Berlin: eFahrzeuge erFAHREN

8. September 2015 Juliane Keine Kommentare

Am Freitag, den 9. Oktober 2015 veranstaltet die Berliner Agentur für Elektromobilität eMO auf dem EUREF Campus die zweite Auflage des ganztägigen eFlotten-Events “eFahrzeuge erFAHREN – Einsteigen & nachhaltig durchstarten”. Mit ihrem thematischen Fokus auf das Thema eFahrzeuge im Flotteneinsatz richtet sich die Veranstaltung vor allem an Flottenbetreiber, Fuhrparkmanager, Flotteneinkäufer und Dienstwagenmanager aus Verwaltung und Wirtschaft in Berlin und Brandenburg. Neben der Möglichkeit, eine möglichst breite Palette an serienmäßigen Elektrofahrzeugen aus dem Pkw- & Nutzfahrzeug-Bereich bei Testfahrten auszuprobieren, bietet ein informatives und spannendes Vortragsprogramm zahlreiche Informationen zu elektrifizierten Fahrzeugflotten.

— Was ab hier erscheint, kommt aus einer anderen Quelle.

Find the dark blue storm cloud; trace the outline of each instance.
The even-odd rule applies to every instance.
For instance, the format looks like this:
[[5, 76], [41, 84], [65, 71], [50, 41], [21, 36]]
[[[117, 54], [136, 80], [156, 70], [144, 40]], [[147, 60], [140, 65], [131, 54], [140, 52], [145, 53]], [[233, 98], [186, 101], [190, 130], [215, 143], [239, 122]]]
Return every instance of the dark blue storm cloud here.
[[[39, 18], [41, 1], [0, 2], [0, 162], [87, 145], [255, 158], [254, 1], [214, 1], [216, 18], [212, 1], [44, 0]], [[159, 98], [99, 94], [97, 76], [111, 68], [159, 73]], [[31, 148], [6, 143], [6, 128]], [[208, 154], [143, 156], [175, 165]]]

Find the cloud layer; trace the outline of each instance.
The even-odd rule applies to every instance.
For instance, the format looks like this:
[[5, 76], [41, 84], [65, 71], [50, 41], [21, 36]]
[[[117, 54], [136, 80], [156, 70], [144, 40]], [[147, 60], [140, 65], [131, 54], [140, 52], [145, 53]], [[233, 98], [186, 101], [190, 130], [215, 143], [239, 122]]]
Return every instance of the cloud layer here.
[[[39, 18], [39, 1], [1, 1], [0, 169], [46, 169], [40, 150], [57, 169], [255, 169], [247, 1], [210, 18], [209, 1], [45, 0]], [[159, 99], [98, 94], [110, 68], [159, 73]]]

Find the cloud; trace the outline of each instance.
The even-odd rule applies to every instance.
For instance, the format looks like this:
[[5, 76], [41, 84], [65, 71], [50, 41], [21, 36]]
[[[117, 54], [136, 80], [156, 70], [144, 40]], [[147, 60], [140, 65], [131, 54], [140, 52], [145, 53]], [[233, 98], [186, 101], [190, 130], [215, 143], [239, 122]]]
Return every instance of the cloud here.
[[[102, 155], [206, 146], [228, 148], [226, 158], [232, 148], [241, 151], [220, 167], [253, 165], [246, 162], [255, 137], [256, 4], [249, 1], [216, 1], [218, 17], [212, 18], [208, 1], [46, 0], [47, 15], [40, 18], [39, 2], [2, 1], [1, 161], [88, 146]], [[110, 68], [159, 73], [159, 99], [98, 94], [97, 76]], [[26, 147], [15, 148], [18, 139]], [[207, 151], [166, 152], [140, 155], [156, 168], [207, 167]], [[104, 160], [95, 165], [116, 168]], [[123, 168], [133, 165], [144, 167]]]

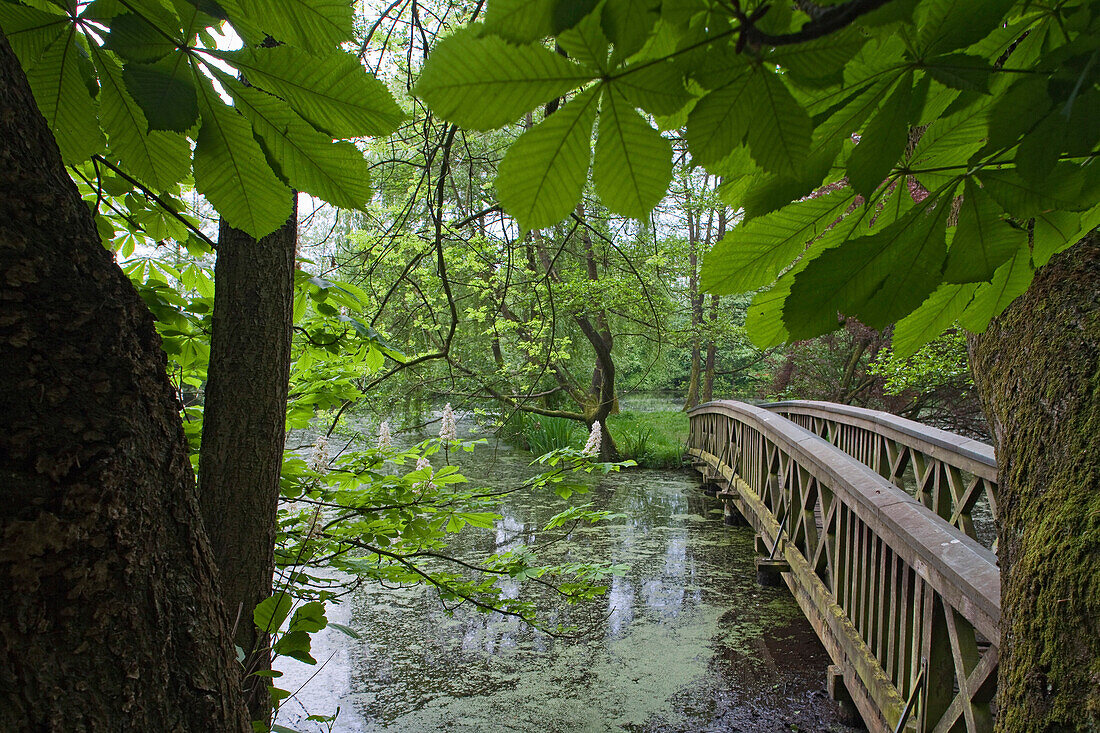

In der begleitenden Ausstellung stehen zudem kompetente Fachleute zu den verschiedensten Themen Rede und Antwort und beraten Sie gerne vor Ort. Nutzen Sie die Gelegenheit, mit den Herstellern und Dienstleistern ins Gespräch zu kommen und lassen Sie sich attraktive alltagstaugliche Möglichkeiten zur Elektrifizierung Ihres Fuhrparks praxisnah vorführen. Details zum Veranstaltungsablauf sowie zum Anmeldeschluss finden Sie hier.

InitiativE bringt Elektroautos auf die Straße

12. Juni 2015 Juliane Keine Kommentare

Mehr Elektrofahrzeuge in Berlin und Brandenburg auf die Straße bringen – das ist das Ziel des Projekts InitiativE – Elektrische Flottenfahrzeuge für die Hauptstadtregion. Die Berliner Agentur für Elektromobilität eMO führt das vom Bundesumweltministerium (BMUB) geförderte Projekt mit Partnern seit Anfang 2014 durch. Dabei wird ein Teil der Mehrkosten eines gewerblichen Elektrofahrzeugs im Vergleich zu herkömmlichen Fahrzeugen mit Verbrennungsmotor gefördert. Außerdem kann Ladeinfrastruktur finanziell unterstützt werden. Seit 10. Juni 2015 ist ein weiterer Leasingpartner mit an Bord: der Business Mobility-Anbieter Alphabet mit Sitz in München. Durch den Einstieg von Alphabet kann nun auch neben dem bisherigen Restwertleasing ein Kilometer basiertes Leasing von den Kunden in Anspruch genommen werden.

Zielgruppen des Projektes sind Unternehmen, Institutionen und öffentliche Einrichtungen, die ihre Flotten mit Elektrofahrzeugen ausrüsten wollen. Firmenfahrzeuge haben einen Anteil von rund 60% bei den Erstzulassungen und spielen daher bei der Markteinführung von Elektrofahrzeugen eine entscheidende Rolle. Insgesamt sollen so 500 gewerbliche Elektrofahrzeuge durch das Projekt auf die Straße kommen. Gernot Lobenberg, Leiter der Berliner Agentur für Elektromobilität eMO erklärt, welche Vorteile die Unternehmen und Institutionen erhalten: „Die Elektrofahrzeuge werden nicht nur erschwinglicher. Die Unternehmen erhalten außerdem Aussagen zur Profitabilität des Fahrzeugeinsatzes und erzielen eine hohe Sichtbarkeit durch ein einheitliches attraktives Logo mit Wiedererkennungseffekt.“ Zusätzlich seien sie an Synergieeffekten mit dem von der eMO koordinierten Internationalen Schaufenster Elektromobilität Berlin-Brandenburg beteiligt, so Lobenberg.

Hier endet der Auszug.